Sunday, August 5, 2012
Tania Gomez
Can YouTube make you smarter?

Can YouTube make you smarter? Tania Gomez gave herself seven days to find out.

When it comes to YouTube, you could literally fall into a vortex of nothingness and waste five hours watching cat videos.

However, there is another use for it: learning how to do random crap. Which is exactly what I did for one whole week. Here's what I picked up while earning my diploma in video tutorials.

It's an expansive education

That's expansive as in it broadens your horizons, not expensive as in a law degree at Harvard. One how-to video leads to another and before you know it, you're doped up on free knowledge. Case in point: the first video I looked up involved how-to use a hair doughnut (a circular sponge that you use in your hair to do a full bun).

I then learned through a series of related videos that if I didn't want to shell out $11 to buy one from the shops, I could fashion one myself with some socks and a pair of scissors. I opted for the shop-bought version, but it's good to know that in a doughnut emergency, I could easily make one… I think.

It's idiot-proof

The thing with YouTube is that it's so much easier to follow a video than written instructions. I've had a list of dishes in my head that I've always wanted to learn how to cook and YouTube taught me all of them.

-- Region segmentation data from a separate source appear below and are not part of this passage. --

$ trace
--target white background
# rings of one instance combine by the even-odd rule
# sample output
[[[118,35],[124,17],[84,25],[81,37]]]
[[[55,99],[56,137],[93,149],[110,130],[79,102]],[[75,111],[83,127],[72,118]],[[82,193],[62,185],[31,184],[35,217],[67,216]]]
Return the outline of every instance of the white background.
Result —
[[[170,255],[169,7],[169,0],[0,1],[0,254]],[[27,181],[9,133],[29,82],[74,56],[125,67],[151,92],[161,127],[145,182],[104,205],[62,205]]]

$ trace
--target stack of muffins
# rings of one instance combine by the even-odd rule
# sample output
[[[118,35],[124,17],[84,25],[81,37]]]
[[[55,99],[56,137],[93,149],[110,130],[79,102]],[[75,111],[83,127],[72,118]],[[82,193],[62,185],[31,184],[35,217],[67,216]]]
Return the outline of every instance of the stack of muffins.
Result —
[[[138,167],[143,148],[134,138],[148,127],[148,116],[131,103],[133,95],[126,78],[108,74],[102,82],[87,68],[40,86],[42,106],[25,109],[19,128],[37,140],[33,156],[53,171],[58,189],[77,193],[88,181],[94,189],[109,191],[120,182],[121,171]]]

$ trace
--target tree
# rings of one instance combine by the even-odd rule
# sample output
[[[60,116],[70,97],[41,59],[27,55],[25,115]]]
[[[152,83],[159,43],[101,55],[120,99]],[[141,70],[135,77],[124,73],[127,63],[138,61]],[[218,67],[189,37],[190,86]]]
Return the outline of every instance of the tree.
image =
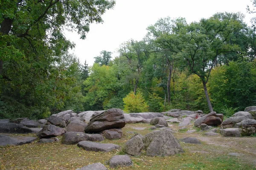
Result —
[[[99,56],[94,58],[94,63],[98,63],[101,66],[103,65],[108,66],[111,61],[112,52],[103,50],[100,52],[100,53]]]

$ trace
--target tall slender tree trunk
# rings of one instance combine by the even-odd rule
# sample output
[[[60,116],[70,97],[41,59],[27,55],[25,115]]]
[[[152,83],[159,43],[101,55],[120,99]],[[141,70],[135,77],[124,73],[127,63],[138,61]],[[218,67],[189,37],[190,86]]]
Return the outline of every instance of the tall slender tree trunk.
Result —
[[[210,101],[209,95],[208,93],[207,87],[206,86],[206,83],[204,81],[202,81],[202,82],[203,82],[204,90],[204,94],[205,94],[205,97],[206,98],[206,100],[207,101],[207,103],[208,103],[209,110],[210,110],[210,112],[213,112],[213,109],[212,109],[212,104],[211,103],[211,101]]]

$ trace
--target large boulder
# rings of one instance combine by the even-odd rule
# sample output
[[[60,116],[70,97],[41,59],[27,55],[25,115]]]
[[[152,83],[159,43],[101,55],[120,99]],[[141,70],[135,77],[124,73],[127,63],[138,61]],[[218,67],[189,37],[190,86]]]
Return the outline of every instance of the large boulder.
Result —
[[[44,126],[37,135],[39,138],[47,138],[62,135],[66,132],[64,128],[51,124]]]
[[[169,130],[155,131],[142,138],[143,149],[148,156],[164,156],[183,153],[177,139]]]
[[[151,119],[150,121],[150,124],[152,125],[159,124],[166,127],[168,127],[168,124],[165,119],[161,117],[154,118]]]
[[[37,139],[35,137],[15,136],[11,137],[0,135],[0,146],[20,145],[30,143]]]
[[[127,155],[116,155],[110,159],[108,163],[109,166],[112,168],[130,167],[133,164],[131,158]]]
[[[103,130],[99,134],[108,139],[119,139],[122,136],[122,131],[121,129],[110,129]]]
[[[203,117],[198,118],[195,121],[195,126],[198,127],[202,124],[208,126],[218,126],[223,121],[223,115],[217,114],[216,112],[211,112]]]
[[[160,113],[154,112],[145,112],[142,113],[130,113],[130,115],[134,118],[138,117],[142,118],[144,119],[150,119],[158,117],[162,117],[163,115]]]
[[[230,117],[223,121],[221,124],[221,128],[226,129],[234,127],[237,123],[241,122],[241,121],[246,119],[247,119],[247,118],[244,116]]]
[[[244,112],[249,112],[249,111],[256,110],[256,106],[249,106],[244,109]]]
[[[65,119],[58,116],[51,115],[47,119],[47,120],[48,125],[53,124],[61,127],[65,127],[67,126],[67,122]]]
[[[134,135],[125,144],[123,151],[133,156],[140,155],[143,146],[142,138],[143,136],[138,133]]]
[[[110,109],[93,117],[84,130],[85,133],[98,133],[109,129],[121,129],[125,125],[123,112]]]
[[[24,119],[20,121],[20,124],[21,124],[28,127],[43,127],[43,124],[39,122],[33,120]]]
[[[63,135],[61,143],[65,144],[76,144],[80,141],[88,140],[88,137],[86,133],[82,132],[69,132]]]
[[[96,163],[83,167],[76,170],[108,170],[104,164],[100,162]]]
[[[81,122],[78,121],[72,121],[70,122],[67,127],[66,131],[67,132],[83,132],[84,129],[87,126],[87,124],[84,122]]]
[[[20,124],[14,123],[0,123],[0,133],[32,133],[33,131]]]
[[[248,112],[240,111],[235,113],[232,117],[244,116],[248,119],[252,119],[253,116]]]
[[[81,141],[77,146],[88,151],[108,152],[121,148],[119,145],[112,144],[102,144],[90,141]]]
[[[241,130],[240,128],[227,128],[220,130],[221,134],[225,137],[239,137],[241,136]]]

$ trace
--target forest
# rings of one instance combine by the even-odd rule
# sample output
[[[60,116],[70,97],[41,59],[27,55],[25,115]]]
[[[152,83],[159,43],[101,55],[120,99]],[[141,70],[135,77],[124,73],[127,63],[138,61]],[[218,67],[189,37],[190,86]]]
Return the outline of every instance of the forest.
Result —
[[[160,18],[142,40],[120,44],[118,57],[102,49],[88,66],[69,53],[75,45],[64,28],[86,38],[114,0],[0,2],[0,119],[111,108],[228,116],[256,105],[255,18]]]

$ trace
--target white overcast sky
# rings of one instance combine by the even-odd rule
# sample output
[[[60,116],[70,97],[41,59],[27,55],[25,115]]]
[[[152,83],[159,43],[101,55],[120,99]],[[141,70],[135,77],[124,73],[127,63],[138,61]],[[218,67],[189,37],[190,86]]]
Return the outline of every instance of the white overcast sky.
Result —
[[[131,38],[141,40],[147,33],[147,27],[161,17],[183,17],[189,23],[209,18],[217,12],[241,12],[249,24],[256,14],[247,13],[247,5],[252,6],[250,0],[116,0],[114,8],[102,16],[102,24],[90,25],[85,40],[80,39],[74,32],[65,34],[76,44],[70,52],[80,58],[81,63],[86,60],[90,66],[100,51],[111,52],[114,58],[122,43]]]

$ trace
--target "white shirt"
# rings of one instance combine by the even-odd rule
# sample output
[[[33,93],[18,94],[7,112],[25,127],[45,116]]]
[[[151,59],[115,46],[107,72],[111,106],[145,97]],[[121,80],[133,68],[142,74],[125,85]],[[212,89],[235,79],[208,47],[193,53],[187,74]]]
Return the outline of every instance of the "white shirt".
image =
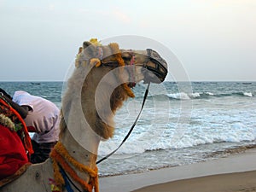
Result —
[[[32,108],[24,121],[26,126],[33,126],[37,131],[32,140],[38,143],[59,140],[60,109],[53,102],[23,90],[15,91],[13,101]]]

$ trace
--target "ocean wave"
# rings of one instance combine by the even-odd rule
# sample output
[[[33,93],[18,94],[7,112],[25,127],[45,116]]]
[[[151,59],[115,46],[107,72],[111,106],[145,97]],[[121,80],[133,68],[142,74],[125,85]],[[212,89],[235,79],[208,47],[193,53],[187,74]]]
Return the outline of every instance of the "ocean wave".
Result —
[[[168,94],[159,94],[154,96],[149,96],[148,99],[157,99],[157,100],[190,100],[190,99],[209,99],[214,97],[226,97],[226,96],[235,96],[235,97],[253,97],[256,95],[253,92],[233,92],[233,93],[212,93],[212,92],[194,92],[194,93],[185,93],[185,92],[176,92]]]
[[[173,132],[151,137],[145,137],[140,139],[127,141],[117,152],[116,154],[136,154],[148,151],[160,151],[166,149],[178,149],[193,148],[195,146],[210,144],[215,143],[240,143],[252,142],[256,139],[255,130],[247,128],[241,123],[235,123],[231,127],[211,130],[207,128],[191,128],[178,139],[172,137]],[[107,142],[101,143],[99,148],[100,155],[107,155],[114,150],[119,142]]]

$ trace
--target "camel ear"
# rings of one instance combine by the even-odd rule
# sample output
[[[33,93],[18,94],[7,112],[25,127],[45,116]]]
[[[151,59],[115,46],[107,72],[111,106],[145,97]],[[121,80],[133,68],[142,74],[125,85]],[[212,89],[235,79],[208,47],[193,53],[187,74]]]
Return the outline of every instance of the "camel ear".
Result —
[[[96,53],[96,47],[89,41],[84,41],[83,44],[84,50],[85,50],[86,55],[92,58],[95,57]]]

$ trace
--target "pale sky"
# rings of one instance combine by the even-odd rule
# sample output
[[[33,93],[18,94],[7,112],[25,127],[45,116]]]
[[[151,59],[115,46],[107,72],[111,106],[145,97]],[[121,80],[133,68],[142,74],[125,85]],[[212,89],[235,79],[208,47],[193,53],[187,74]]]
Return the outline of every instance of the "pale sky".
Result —
[[[61,81],[84,40],[122,35],[162,44],[191,80],[256,80],[255,0],[0,0],[0,81]]]

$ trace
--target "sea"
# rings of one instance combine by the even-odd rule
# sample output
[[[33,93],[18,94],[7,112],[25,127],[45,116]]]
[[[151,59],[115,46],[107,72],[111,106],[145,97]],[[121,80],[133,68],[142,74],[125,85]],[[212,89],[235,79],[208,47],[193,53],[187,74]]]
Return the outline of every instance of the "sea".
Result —
[[[146,84],[114,118],[113,138],[101,142],[98,159],[119,147],[137,119]],[[10,95],[26,90],[61,108],[63,82],[0,82]],[[128,174],[178,166],[241,153],[256,146],[256,82],[152,84],[132,133],[98,165],[99,175]],[[242,162],[241,162],[242,163]]]

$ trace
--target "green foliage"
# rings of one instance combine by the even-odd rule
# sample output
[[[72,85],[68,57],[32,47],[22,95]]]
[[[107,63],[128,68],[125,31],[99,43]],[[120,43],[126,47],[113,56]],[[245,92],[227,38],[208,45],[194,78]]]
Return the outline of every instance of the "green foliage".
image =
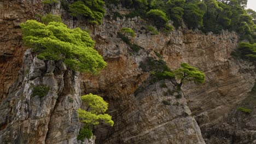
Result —
[[[151,76],[154,77],[153,79],[153,82],[166,79],[171,80],[174,78],[174,74],[171,71],[168,71],[158,72],[153,71],[151,73]]]
[[[132,37],[135,37],[135,32],[132,29],[128,27],[123,27],[121,29],[121,31],[125,32],[125,33],[129,34]]]
[[[254,24],[256,24],[256,11],[254,11],[251,9],[248,9],[246,10],[247,14],[253,18],[253,22]]]
[[[145,62],[142,62],[139,64],[139,67],[144,72],[156,71],[171,71],[171,70],[166,65],[166,62],[162,59],[156,60],[152,57],[148,57]]]
[[[122,34],[120,32],[118,32],[118,37],[121,38],[123,41],[125,42],[125,44],[130,45],[131,45],[131,41],[130,41],[129,38],[125,36],[124,34]]]
[[[40,98],[42,98],[48,94],[50,91],[50,88],[46,86],[35,86],[33,88],[31,97],[33,97],[36,95],[39,96]]]
[[[114,19],[117,20],[117,17],[119,17],[121,19],[123,19],[124,18],[124,16],[119,13],[118,11],[115,11],[113,13],[113,15],[114,15]]]
[[[150,32],[152,34],[159,34],[159,32],[154,27],[151,26],[146,26],[143,27],[147,31]]]
[[[48,24],[50,22],[61,22],[61,18],[58,15],[48,14],[42,17],[42,21],[45,24]]]
[[[91,93],[82,96],[81,99],[84,104],[90,107],[90,112],[98,114],[105,112],[108,109],[108,103],[103,99]]]
[[[77,136],[77,140],[84,141],[84,139],[87,138],[87,139],[91,139],[93,133],[91,128],[89,125],[85,125],[79,131],[79,133]]]
[[[154,52],[155,53],[155,55],[158,56],[158,58],[162,58],[162,56],[161,56],[161,55],[159,53],[155,51],[154,51]]]
[[[71,69],[97,74],[107,63],[94,49],[95,41],[79,28],[61,23],[27,20],[20,25],[25,44],[41,59],[63,61]]]
[[[83,0],[75,2],[69,5],[72,16],[86,19],[92,24],[100,25],[106,13],[102,0]]]
[[[159,9],[151,9],[147,13],[147,17],[158,29],[165,27],[168,20],[166,14]]]
[[[68,11],[69,10],[69,4],[68,4],[67,1],[68,0],[61,0],[60,2],[61,8],[63,9]]]
[[[196,83],[202,83],[205,81],[205,74],[188,63],[183,63],[181,68],[175,70],[173,73],[175,79],[179,81],[179,88],[186,81],[193,81]]]
[[[57,0],[44,0],[43,3],[46,5],[54,5],[58,3]]]
[[[252,60],[256,59],[256,43],[251,44],[248,43],[240,43],[238,50],[242,57]]]
[[[171,103],[170,103],[169,101],[166,100],[163,100],[162,101],[162,103],[164,104],[165,105],[170,105]]]
[[[127,8],[146,9],[148,4],[147,0],[120,0],[123,6]]]
[[[135,16],[139,16],[141,18],[145,19],[146,15],[146,11],[143,9],[136,9],[132,10],[130,13],[125,15],[126,17],[133,18]]]
[[[206,6],[205,3],[197,1],[187,3],[184,7],[184,20],[190,28],[203,26],[203,16]]]
[[[127,44],[135,52],[138,52],[141,49],[143,49],[143,47],[139,45],[131,43],[129,38],[120,32],[118,32],[118,37],[121,38],[125,43]]]
[[[160,84],[160,87],[161,88],[167,88],[167,86],[166,85],[166,83],[165,83],[165,82],[162,82],[162,83],[161,83]]]
[[[252,110],[251,109],[247,109],[247,108],[245,108],[245,107],[239,107],[236,109],[237,110],[238,110],[238,111],[242,111],[242,112],[245,112],[245,113],[249,113],[252,112]]]
[[[82,100],[88,107],[88,111],[78,109],[80,121],[86,125],[97,125],[103,121],[112,127],[114,122],[111,116],[103,113],[108,109],[108,104],[102,98],[91,93],[82,97]],[[103,114],[102,114],[103,113]]]
[[[176,27],[181,24],[184,4],[185,0],[169,0],[166,3],[166,14],[168,18],[173,21],[173,25]]]

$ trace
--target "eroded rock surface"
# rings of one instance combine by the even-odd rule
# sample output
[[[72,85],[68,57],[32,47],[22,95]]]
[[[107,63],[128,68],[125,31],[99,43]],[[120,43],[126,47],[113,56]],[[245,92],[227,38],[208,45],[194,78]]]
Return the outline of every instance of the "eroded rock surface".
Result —
[[[44,62],[27,50],[19,80],[0,105],[2,143],[77,143],[81,105],[78,74],[61,62]],[[37,86],[49,89],[39,97]]]

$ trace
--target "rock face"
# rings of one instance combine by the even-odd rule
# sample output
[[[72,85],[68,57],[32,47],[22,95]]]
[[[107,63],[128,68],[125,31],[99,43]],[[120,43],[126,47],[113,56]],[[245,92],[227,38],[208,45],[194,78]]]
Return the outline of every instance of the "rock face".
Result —
[[[1,105],[0,141],[77,143],[77,110],[81,104],[78,74],[67,70],[62,62],[34,57],[30,50],[23,61],[18,81]],[[34,95],[38,86],[48,87],[49,92]]]
[[[82,143],[76,140],[80,127],[76,110],[81,94],[91,92],[109,103],[115,123],[113,128],[94,128],[96,143],[256,143],[255,67],[230,55],[238,41],[235,33],[179,29],[154,35],[143,28],[150,25],[147,21],[114,19],[109,10],[102,25],[90,27],[71,19],[58,4],[51,12],[61,14],[70,27],[91,29],[96,49],[108,63],[97,76],[79,74],[61,62],[40,60],[30,50],[24,56],[18,23],[40,13],[40,5],[37,1],[0,2],[5,10],[0,16],[4,38],[0,41],[0,143]],[[139,52],[118,36],[122,27],[135,30],[130,40],[141,47]],[[185,83],[181,94],[171,81],[142,88],[150,76],[142,67],[149,64],[148,57],[160,59],[158,53],[171,69],[187,62],[203,71],[206,82]],[[37,86],[49,91],[34,95]],[[238,106],[253,111],[239,111]],[[94,139],[83,142],[94,143]]]
[[[80,24],[78,22],[77,25]],[[102,26],[92,31],[92,36],[97,41],[96,47],[102,52],[108,66],[98,76],[84,75],[83,89],[84,89],[84,93],[97,93],[107,99],[111,106],[109,113],[113,116],[115,122],[113,129],[106,127],[96,128],[96,143],[157,143],[158,141],[168,143],[168,139],[165,136],[168,137],[171,134],[166,134],[175,133],[177,129],[185,129],[182,124],[178,128],[173,129],[168,129],[167,125],[170,125],[163,124],[165,122],[172,121],[172,115],[167,115],[170,117],[168,117],[166,113],[169,113],[170,111],[178,110],[168,106],[168,110],[159,108],[160,105],[162,106],[158,97],[163,96],[161,92],[154,94],[154,91],[147,88],[147,92],[139,94],[145,96],[142,97],[142,100],[134,98],[132,94],[149,76],[142,71],[141,62],[148,56],[156,58],[154,51],[160,53],[172,69],[177,68],[182,62],[187,62],[206,73],[207,80],[205,83],[197,85],[189,83],[182,89],[188,107],[202,129],[207,143],[219,143],[216,141],[225,139],[223,135],[218,135],[218,131],[228,133],[232,130],[239,131],[237,134],[231,134],[233,137],[236,137],[236,143],[230,141],[227,143],[252,143],[255,140],[253,136],[254,128],[234,128],[235,125],[231,124],[229,127],[233,129],[222,127],[230,119],[234,119],[231,113],[236,111],[237,105],[248,96],[254,85],[253,64],[238,60],[230,55],[237,46],[238,37],[236,34],[223,31],[220,35],[205,34],[200,32],[177,30],[167,35],[152,35],[142,30],[143,26],[148,25],[139,19],[118,18],[116,21],[105,20]],[[125,27],[131,28],[136,32],[136,37],[132,41],[143,47],[139,52],[135,53],[117,36],[117,32]],[[158,90],[158,88],[155,88]],[[150,110],[154,110],[154,112],[150,113]],[[185,112],[184,110],[183,111]],[[247,116],[248,118],[251,115]],[[182,121],[182,116],[179,118]],[[253,120],[249,119],[251,122],[247,122],[255,127]],[[154,119],[153,122],[150,121],[152,119]],[[159,127],[153,127],[154,124],[151,123],[153,122],[158,122],[158,124],[154,124]],[[192,125],[190,123],[189,125]],[[195,133],[200,134],[196,128],[195,126],[190,128],[196,131]],[[218,136],[212,134],[215,132]],[[200,140],[201,134],[195,133],[193,134],[193,138],[189,139]],[[173,140],[187,136],[185,133],[176,134],[178,134]],[[245,135],[248,135],[246,137],[250,138],[245,140],[239,137]],[[216,140],[212,141],[212,136]],[[184,139],[185,138],[173,141],[173,143],[187,143],[183,141]],[[201,141],[198,140],[187,143],[200,142]]]
[[[40,14],[39,0],[0,1],[0,102],[18,79],[26,50],[22,45],[19,25]]]

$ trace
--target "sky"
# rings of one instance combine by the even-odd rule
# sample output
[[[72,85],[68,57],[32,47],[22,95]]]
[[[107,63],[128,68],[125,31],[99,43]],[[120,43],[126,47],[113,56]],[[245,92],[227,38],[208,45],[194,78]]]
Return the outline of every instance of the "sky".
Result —
[[[247,9],[251,9],[256,11],[256,0],[248,0]]]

I learnt how to make a beef pie from celebrity chef Bill Granger, how to create a seemingly complicated, but surprisingly easy-to-master Korean dish called bibimbap and Gwyenth Paltrow gave me a lesson on how to make a roast chicken dinner. I think I'm going to need a whole other YouTube tutorial on how to find all of the overly exotic ingredients she was talking about, though — apparently Oscar winners do their grocery shopping on Planet Privileged.

It arms you with important life skills (or sometimes not so much)

During the week I got eaten alive by mosquitoes and burned myself while cooking, but thanks to Dr YouTube I managed to treat myself in both scenarios.

There was one video taught by a rather serious-looking firefighter named Captain Joe, who told me to dab at my mozzie bites with a cloth soaked in hot water to stop them from itching like crazy. It worked!

But this is where becoming a discerning viewer comes in handy. Just as you wouldn't take gynaecological advice from the guy who mows your lawn, you shouldn't take advice from a teenage video blogger who tells you to spit on your bites to stop them from itching. Yes, spit on them.

But luckily the life skill acquisitions didn't stop there. I also learnt how to pick a lock should I ever leave my keys at home. Handy.

Even more handy is that I now know how to hot-wire a car in case I lose my car keys and can't be bothered waiting for the AA (or develop the desire to do a stint in jail).

There is nothing YouTube can't teach you

One of the CLEO girls is pregnant and recommended I watch a video on how to prepare for childbirth. All in the name of investigative journalism… Cut to me eight minutes later looking a little weirded out but infinitely more learned in the act of the perineal massage, which is supposed to help prevent tearing during childbirth. Ouch.

At the other end of the spectrum, I also learned how to put together a Transformer, thanks to my six-year-old godson's YouTube tutorial. If there's ever a Deception invasion, I know I'm sorted.

Ah, YouTube — so much more than just cat videos.